MolekülPDB koduCo kristallendirme sıklığı
FosfatPO45132
AsetatYASASI4521
2-(N-Morpholino)-Ethanesulfonic asit (MES)MES1334
Tris (hydroxymethyl) aminomethane (tris)TRS1155
FormiatFMT1072

Tablo 1: Özet arabellek molekül ortak kristalizasyon frekans Protein veri Bankası (PDB) katılım hakkı. PDBsum16 ' dan 144,868 girişlerinin (12-5-18 aynı derecede-in doğru) toplamı üzerinden alınan veri.

Tamamlayıcı bilgiler. Bu dosyayı indirmek için buraya tıklayınız

Ek tablo 1. Bu dosyayı indirmek için buraya tıklayınız

Ek tablo 2. Bu dosyayı indirmek için buraya tıklayınız

Ek tablo 3. Bu dosyayı indirmek için buraya tıklayınız

Tartışmalar

İletişim kuralına kritik yönleri Santrifüjü adım ve 96-şey plaka TSA deneyler (adım 1.5) için uygun sızdırmazlık içerir. Santrifüjü sağlar bu protein örnek ve ekran durum kişiye gel ve karıştırın. Ayrıca, bir mühürsüz plaka kullanılırsa TSA deneme için deney boyunca buharlaşan bir artışa neden örnek konsantrasyon ve erken protein toplama şansımızın artması solvent önemli bir riski yoktur.

TSAs ve nanoDSF protein örnekleri geniş bir mükellef bulunmaktadır; örnekleri büyük çoğunluğu yorumlanabilir eritebilir eğrileri veya boya-Alerjik nanoDSF bir muhabir hydrophobicity-esaslı boya ile üretebilir. Standart Floresan kaynakları, protein için uygun değilse, basit değişiklik keşfedilmeyi iletişim kuralına fluorophore seçimdir. Birkaç alternatif boyalar TSA deneyleri için uygun olabilir. N-[4-(7-diethylamino-4-methyl-3-coumarinyl)phenyl]maleimide (CPM), thiol27ve 4 - ile tepki sonra fluoresces bir bileşik örnekler (dicyanovinyl) julolidine (DCVJ), temel, floresans değişir bir bileşik Onun floresan bir protein örnek olarak artan çevresine sertlik (ikinci boya örnek yüksek konsantrasyonda kez gerektirir)28,29 izlerken.

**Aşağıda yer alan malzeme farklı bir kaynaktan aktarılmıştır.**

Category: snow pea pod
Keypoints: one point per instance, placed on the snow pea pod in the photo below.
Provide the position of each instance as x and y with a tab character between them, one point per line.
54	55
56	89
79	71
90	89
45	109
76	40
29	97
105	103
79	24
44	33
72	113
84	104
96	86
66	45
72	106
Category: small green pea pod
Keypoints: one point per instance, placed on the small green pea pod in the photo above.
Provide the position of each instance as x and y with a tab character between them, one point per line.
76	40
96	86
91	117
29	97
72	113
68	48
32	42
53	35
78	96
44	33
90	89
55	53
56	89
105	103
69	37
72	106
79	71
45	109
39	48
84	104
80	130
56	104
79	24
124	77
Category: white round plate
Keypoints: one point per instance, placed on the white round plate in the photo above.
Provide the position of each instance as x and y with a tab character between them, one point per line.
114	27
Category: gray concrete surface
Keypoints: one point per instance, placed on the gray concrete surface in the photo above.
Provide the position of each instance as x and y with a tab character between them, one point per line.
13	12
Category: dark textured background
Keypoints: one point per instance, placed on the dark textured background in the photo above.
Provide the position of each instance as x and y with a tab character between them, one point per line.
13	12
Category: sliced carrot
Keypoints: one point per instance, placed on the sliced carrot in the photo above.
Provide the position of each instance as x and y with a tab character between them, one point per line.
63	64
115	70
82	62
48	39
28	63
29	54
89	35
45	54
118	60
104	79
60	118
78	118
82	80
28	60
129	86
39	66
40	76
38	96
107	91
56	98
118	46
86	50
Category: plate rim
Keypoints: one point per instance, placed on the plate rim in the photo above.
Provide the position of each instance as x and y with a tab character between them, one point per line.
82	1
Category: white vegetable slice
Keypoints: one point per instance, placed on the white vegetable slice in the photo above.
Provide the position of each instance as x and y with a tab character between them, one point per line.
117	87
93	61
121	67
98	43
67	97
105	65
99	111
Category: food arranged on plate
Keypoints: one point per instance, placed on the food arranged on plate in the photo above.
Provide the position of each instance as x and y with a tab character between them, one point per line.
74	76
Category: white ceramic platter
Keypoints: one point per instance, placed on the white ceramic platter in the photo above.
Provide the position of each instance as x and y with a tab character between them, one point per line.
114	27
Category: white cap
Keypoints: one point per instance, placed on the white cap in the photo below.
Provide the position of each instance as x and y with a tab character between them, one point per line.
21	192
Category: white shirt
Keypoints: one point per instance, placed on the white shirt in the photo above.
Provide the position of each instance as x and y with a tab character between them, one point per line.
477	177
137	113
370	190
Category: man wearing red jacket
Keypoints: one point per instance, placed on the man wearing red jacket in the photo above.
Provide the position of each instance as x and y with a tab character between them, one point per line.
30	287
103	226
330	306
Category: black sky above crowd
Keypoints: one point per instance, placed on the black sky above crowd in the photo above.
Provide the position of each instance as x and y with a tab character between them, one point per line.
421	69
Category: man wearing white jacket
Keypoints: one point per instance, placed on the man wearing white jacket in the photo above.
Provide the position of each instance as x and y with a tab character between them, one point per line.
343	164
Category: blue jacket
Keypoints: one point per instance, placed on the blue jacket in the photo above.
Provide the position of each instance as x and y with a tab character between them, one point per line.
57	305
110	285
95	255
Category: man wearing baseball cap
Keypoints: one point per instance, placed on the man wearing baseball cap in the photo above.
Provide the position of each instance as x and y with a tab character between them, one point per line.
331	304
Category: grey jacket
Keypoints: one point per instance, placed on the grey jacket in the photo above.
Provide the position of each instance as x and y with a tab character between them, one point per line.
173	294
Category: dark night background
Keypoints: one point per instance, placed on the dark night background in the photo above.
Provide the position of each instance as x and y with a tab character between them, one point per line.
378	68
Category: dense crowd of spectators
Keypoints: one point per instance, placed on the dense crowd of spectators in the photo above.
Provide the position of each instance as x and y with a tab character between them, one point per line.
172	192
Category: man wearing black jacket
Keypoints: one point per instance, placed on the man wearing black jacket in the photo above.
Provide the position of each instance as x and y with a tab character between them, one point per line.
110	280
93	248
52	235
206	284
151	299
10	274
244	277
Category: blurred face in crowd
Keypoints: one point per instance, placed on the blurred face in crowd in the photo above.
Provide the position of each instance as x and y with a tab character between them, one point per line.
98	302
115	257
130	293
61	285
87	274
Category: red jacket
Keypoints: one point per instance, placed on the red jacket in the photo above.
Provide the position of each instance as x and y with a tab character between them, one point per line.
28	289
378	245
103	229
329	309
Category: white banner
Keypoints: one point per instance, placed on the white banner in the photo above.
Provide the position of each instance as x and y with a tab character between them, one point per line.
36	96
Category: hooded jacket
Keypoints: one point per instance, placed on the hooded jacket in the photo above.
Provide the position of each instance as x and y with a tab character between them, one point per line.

Tm araç yazılım tarafından otomatik olarak hesaplanmamışsa eritebilir eğrisi Analizi alternatif yöntemler kullanılabilir. Veri homojen ve tek bir denatürasyon adım eritebilir eğrileri belirgin ise, kesilmiş bir veri kümesi Boltzmann Aşağıdaki denklemle sigmoid ile donatılmış:

figure-discussion-1607

F T sıcaklığında floresan yoğunluğu, Fmin ve Fmax nerede floresans yoğunluklarda önce ve denatürasyon geçişten sonra sırasıyla, Tm orta sıcaklık denatürasyon geçiş ve C olduğunu. Tmviraj gibidir. Bu yöntem de basit iki aşamalı denatürasyon işlemleri için çalışırken, karmaşık eritebilir eğrileri ile birden çok geçiş için uygun değildir.

Erişilebilirlik TSA önemli avantajlarından biridir; TSA deneylerin herhangi bir RT-PCR sisteminde istihdam floresans boya için uygun dalga boylarında, filtreler ile gerçekleştirilebilir. Bu düşük maliyetli sarf malzemeleri, işlem ve nispeten düşük miktarda protein, TSA proje ölçekleri, sanayi ve Akademi hem de geniş bir yelpazesi için değerli bir teknik yapmak gerekli kolaylığı ile birleştiğinde.

Olumlu arabellek koşulları belirten yanı sıra, ekranları ipuçları için bir örnek protein içinde yapısal metallerin varlığını verebilir bazı kuyular içerir. Tuz ekranında özel ilgi olabilir wells G6 ve G7, 5 mM EDTA ve 5 mM EGTA, sırasıyla içeren vardır. Bu kuyu önemli termal istikrarsızlık tarafından chelants münzevi önemli metal iyonları proteini içerisinde göstergesi olabilir. Bileşikleri osmolyte ekranı da potansiyel bir protein işlevine ipuçları sağlayabilir. Birçok ekranında bileşiklerin olan enzimlerin ortak yüzeylerde sınıflara molekülünün ait. Örneğin, genel istikrar lizozim enzim, N-peptidoglikan reaksiyonlar30kurulan yüzeylerde yapısal onların benzerlik atfedilen olabilir için saccharides (kuyu A11-B10 mevcut) tarafından tanınan.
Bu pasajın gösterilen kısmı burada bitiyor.